Dve Palochki (‘Two Chopsticks’), which operates primarily in Moscow and St. Petersburg, unveiled the unlikely marketing move last week.
The menu makes reference to a “mulled wine ICO” with drinks priced in “tokens” equal to Russian rubles. There is even an unavailable Chinese mulled wine which the menu describes as “banned.”
“Latin America, China, Japan and Europe have invested their cryptocurrency in ICOs,” a blog post about the release reads.
“But we know what you should invest in this Autumn.”
Despite highly mixed signals from regulators, Russia continues to be a hotbed of ICO activity, with countless startups and ‘projects’ at various levels of completion seeking to capitalize on current market profitability.

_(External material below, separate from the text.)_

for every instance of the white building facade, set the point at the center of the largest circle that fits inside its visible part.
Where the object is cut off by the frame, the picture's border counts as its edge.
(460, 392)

Lawmakers have recently repeated intentions to ban cryptocurrency for “unqualified” investors, without giving specific details as to how such a prohibition would work in practice.
With the status of ICO tokens remaining a less contentious gray area, businesses meanwhile consider there to be little to worry about by the way of repercussions.
“We invite you to place your bets on cryptocurrency’s long-term outlook,” the blog post continues.
Earlier this summer, branches of Burger King in Moscow began accepting Bitcoin payments in a limited pilot scheme. In August, the fast food giant launched Whoppercoin, a homegrown digital token based on the Waves platform.